Léonard nous fascine parce qu’il nous échappe. Ce génie-orchestre, cet ingénieur artiste a peint des anges ailés, mais conçu l’homme-oiseau. Une telle universalité nous paraît presque surhumaine, au point qu’un Paul Valéry faisait de Léonard l’homme du possible, l’homme de tous les possibles de l’humanité. Dans un seul domaine, il ne s’est pas illustré : la poésie. Et là, c’est son grand rival Michel-Ange qui, pourrait-on dire, le supplée.
Si Léonard nous paraît insaisissable, c’est aussi qu’il est rare : combien de peintures peut-on lui attribuer à coup sûr ? Et que d’œuvres disparues, d’œuvres inachevées ! Voilà que par-dessus le marché, l’authenticité du dessin qui nous aurait le mieux permis de connaître ses traits, l’Autoportrait de Turin, n’est plus certaine. Le visage du sphinx recule dans l’ombre.

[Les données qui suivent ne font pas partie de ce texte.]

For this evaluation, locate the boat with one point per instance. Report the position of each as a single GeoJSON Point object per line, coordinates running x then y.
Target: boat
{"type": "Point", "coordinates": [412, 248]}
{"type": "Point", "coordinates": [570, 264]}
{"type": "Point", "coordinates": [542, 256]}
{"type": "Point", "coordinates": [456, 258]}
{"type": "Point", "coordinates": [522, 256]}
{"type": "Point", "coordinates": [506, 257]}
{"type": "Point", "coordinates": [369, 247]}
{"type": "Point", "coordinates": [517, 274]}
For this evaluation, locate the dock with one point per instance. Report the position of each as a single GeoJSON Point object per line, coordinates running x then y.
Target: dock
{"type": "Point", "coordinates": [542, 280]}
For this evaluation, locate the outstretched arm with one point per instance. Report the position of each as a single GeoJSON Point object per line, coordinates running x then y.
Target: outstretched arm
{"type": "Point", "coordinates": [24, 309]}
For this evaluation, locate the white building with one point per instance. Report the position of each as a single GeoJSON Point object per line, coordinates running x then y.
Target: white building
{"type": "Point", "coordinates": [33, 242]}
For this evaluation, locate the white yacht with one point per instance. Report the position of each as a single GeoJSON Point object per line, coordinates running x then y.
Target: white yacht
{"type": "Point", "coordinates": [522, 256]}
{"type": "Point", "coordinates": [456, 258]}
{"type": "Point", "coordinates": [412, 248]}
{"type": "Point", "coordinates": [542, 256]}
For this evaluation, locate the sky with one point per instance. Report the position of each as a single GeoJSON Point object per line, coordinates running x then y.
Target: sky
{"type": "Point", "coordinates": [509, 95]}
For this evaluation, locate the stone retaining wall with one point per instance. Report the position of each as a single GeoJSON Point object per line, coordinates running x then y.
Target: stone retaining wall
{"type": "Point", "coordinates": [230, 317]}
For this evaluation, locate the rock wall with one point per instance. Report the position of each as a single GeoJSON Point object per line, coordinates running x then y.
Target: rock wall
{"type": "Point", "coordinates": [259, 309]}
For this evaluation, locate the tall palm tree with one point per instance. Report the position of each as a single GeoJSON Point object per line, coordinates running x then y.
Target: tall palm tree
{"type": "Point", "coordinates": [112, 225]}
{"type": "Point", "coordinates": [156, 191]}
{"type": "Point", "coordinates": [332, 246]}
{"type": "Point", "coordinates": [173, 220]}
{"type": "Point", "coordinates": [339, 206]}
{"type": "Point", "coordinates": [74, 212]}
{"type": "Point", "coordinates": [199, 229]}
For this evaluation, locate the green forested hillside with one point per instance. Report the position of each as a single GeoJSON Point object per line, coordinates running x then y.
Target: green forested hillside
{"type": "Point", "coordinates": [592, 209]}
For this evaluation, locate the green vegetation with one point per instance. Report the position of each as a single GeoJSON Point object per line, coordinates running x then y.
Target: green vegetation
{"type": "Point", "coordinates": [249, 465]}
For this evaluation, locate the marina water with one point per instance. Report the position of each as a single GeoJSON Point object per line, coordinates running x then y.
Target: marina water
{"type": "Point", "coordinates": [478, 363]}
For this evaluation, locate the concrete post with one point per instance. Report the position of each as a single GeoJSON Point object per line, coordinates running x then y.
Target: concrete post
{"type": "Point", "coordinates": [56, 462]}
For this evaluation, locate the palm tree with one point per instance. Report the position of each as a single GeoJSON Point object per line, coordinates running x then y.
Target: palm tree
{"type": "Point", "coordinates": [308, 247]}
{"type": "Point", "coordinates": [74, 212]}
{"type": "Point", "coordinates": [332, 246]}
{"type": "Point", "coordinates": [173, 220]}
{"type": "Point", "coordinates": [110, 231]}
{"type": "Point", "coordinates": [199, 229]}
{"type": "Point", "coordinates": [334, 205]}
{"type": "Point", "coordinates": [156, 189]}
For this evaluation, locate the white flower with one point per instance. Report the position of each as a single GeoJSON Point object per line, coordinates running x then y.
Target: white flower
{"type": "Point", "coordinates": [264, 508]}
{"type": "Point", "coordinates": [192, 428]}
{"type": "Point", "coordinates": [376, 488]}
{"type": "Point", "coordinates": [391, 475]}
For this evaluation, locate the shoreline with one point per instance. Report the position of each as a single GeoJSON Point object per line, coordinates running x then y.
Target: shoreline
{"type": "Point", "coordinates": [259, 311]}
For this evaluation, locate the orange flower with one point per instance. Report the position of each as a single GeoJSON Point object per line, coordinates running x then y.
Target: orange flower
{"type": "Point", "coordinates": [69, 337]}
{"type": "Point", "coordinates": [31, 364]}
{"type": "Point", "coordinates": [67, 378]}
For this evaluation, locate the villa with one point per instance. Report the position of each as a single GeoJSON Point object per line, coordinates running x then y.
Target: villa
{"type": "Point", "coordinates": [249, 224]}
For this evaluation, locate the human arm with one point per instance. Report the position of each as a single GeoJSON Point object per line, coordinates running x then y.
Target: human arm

Et n’a-t-il pas lui-même brouillé les pistes ? Pourquoi, lorsqu’il écrit, recourt-il à l’écriture spéculaire ? Voulait-il se voir, ou se faire voir « comme dans un miroir, en énigme », selon les mots fameux du Nouveau Testament ? Et ses créations picturales ne dissimulent-elles pas des secrets intimes, comme le pensait Freud devant La Vierge, l’Enfant Jésus et sainte Anne ? Quant au trop célèbre sourire de la Joconde ! On fait valoir que c’est le premier sourire de la peinture occidentale. Sans doute, mais ce n’est pas le premier sourire de l’art occidental : les anges de la cathédrale de Reims nous sourient. Mieux vaudrait dire que Léonard propose le premier demi-sourire du portrait européen, qui nous hypnotise précisément parce qu’il est vague, esquissé, indéchiffrable.
En fait, la peinture de Léonard tout entière est un demi-sourire énigmatique. Face à celle de Michel-Ange, et même sans cette confrontation, nous éprouvons qu’elle n’est pas affirmative mais allusive, suggestive, et que son élégance, sa grâce, sa perfection mêmes participent d’une secrète et subtile dérobade ; la technique picturale la plus raffinée y est mise au service de l’impalpable et de l’ambigu. Les ombres de Léonard ont des couleurs, ou pour mieux dire, toutes ses couleurs sont des nuances de l’ombre. Les formes, par la vertu du fameux sfumato, ne sont pas découpées, mais délicatement surgies d’un fond dont elles ne se détachent jamais tout à fait. Toujours fluides, parfois vaporeuses, elles estompent le monde. Et la technique, insoupçonnable pour le spectateur, qui consiste à superposer des couches de peinture multiples, d’une finesse extrême (comme c’est le cas pour la Joconde), donne le sentiment que les surfaces montent des profondeurs ; qu’elles surgissent et sourdent d’un fond inconnu, palpitant ; qu’elles rendent sensible et tangible une secrète épaisseur de vie. Un peu comme des nymphéas qui recouvrent et cachent les eaux, mais qui n’en sont pas moins nourris, portés par elles.
Dans La Vierge aux rochers du Louvre, ce qu’on ne voit pas tout de suite, et qu’on n’est pas tout à fait sûr de voir, ce sont les ailes de l’archange Uriel, qui se confondent presque avec les rochers, au point de paraître en émaner. Le surnaturel se fond dans la nature, ou plutôt, la nature est translucide au surnaturel. Le tableau tout entier flotte dans une lumière ocre, venue de nulle part, sinon de ses profondeurs propres ; une lumière d’ombres, entre deux mondes, entre deux eaux diaphanes. L’énigme est belle, elle est heureuse. Elle demeure entière.